I've made some minor changes around this logic in the latest version. Could you upgrade and report if this is resolved in the latest version?
Update using the new released remora v3.2.0
. I run again all the command mentioned above, but I got a very similar error:
[11:47:09.706] Seed selected is 442297807
[11:47:09.790] Loading dataset from Remora dataset config
[11:47:09.849] Dataset summary:
size : 33,432,925
modified_base_labels : True
mod_bases : ['a']
mod_long_names : ['6mA']
kmer_context_bases : (4, 4)
chunk_context : (100, 100)
motifs : [('A', 0)]
reverse_signal : False
chunk_extract_base_start : False
chunk_extract_offset : 0
pa_scaling : None
sig_map_refiner : Loaded 9-mer table with 7 central position. Rough re-scaling will be executed.

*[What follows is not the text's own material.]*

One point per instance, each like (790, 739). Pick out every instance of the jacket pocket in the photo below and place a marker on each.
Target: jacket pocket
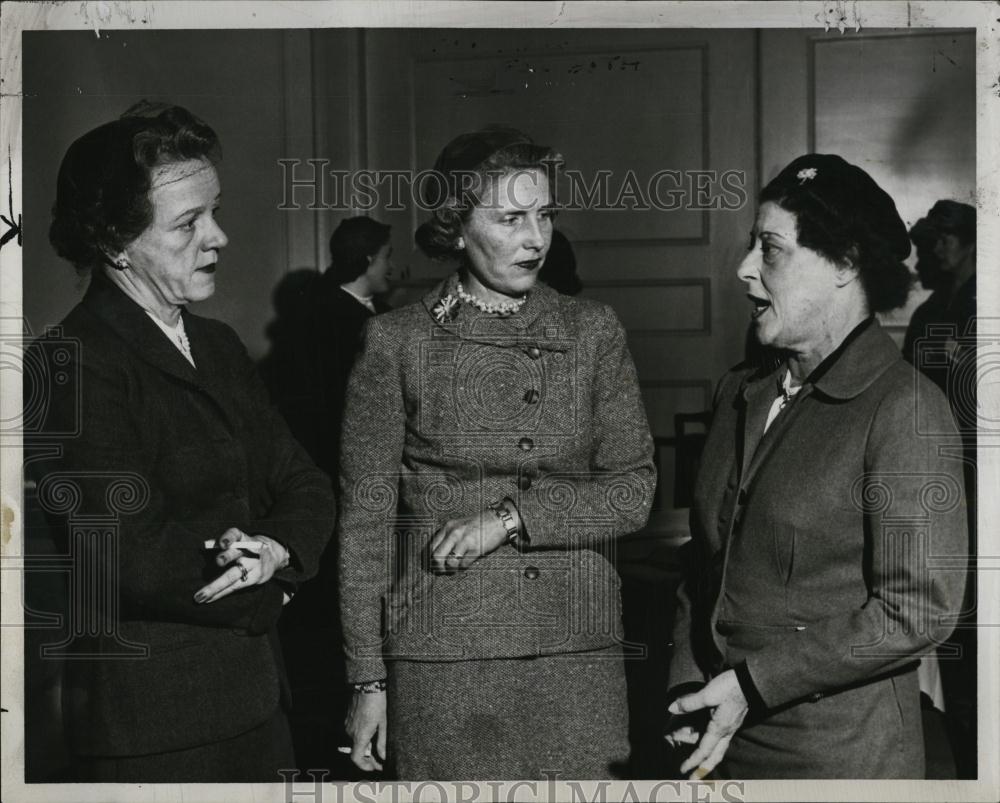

[11:47:09.850] Loading model
[11:47:09.949] Model structure:
network(
(sig_conv1): Conv1d(1, 4, kernel_size=(5,), stride=(1,))
(sig_bn1): BatchNorm1d(4, eps=1e-05, momentum=0.1, affine=True, track_running_stats=True)
(sig_conv2): Conv1d(4, 16, kernel_size=(5,), stride=(1,))
(sig_bn2): BatchNorm1d(16, eps=1e-05, momentum=0.1, affine=True, track_running_stats=True)
(sig_conv3): Conv1d(16, 64, kernel_size=(9,), stride=(3,))
(sig_bn3): BatchNorm1d(64, eps=1e-05, momentum=0.1, affine=True, track_running_stats=True)
(seq_conv1): Conv1d(36, 16, kernel_size=(5,), stride=(1,))
(seq_bn1): BatchNorm1d(16, eps=1e-05, momentum=0.1, affine=True, track_running_stats=True)
(seq_conv2): Conv1d(16, 64, kernel_size=(13,), stride=(3,))
(seq_bn2): BatchNorm1d(64, eps=1e-05, momentum=0.1, affine=True, track_running_stats=True)
(merge_conv1): Conv1d(128, 64, kernel_size=(5,), stride=(1,))
(merge_bn): BatchNorm1d(64, eps=1e-05, momentum=0.1, affine=True, track_running_stats=True)
(lstm1): LSTM(64, 64)
(lstm2): LSTM(64, 64)
(fc): Linear(in_features=64, out_features=2, bias=True)
(dropout): Dropout(p=0.3, inplace=False)
)
[11:47:09.949] Gradients will be clipped (by value) at 0.00 MADs above the median of the last 1000 gradient maximums.
******************** WARNING [11:47:10.002:MainProcess:MainThread:train_model.py:289]: Size mismatch between pretrained model and selected size. Using pretrained model size. ********************
Traceback (most recent call last):
File "./envs/remora_v3.2.0/bin/remora", line 8, in <module>
sys.exit(run())
^^^^^
File "./envs/remora_v3.2.0/lib/python3.12/site-packages/remora/main.py", line 71, in run
cmd_func(args)
File "./envs/remora_v3.2.0/lib/python3.12/site-packages/remora/parsers.py", line 1008, in run_model_train
train_model(
File "./envs/remora_v3.2.0/lib/python3.12/site-packages/remora/train_model.py", line 295, in train_model
raise RemoraError(
remora.RemoraError: The chunk context of the pre-trained model and the dataset do not match.
This was simply an issue of the values being lists and not tuples. I have fixed this in a script and added this to the repository under scripts/convert_pt_to_checkpoint.py
. This should resolve this issue, but please open this issue if you have any further questions.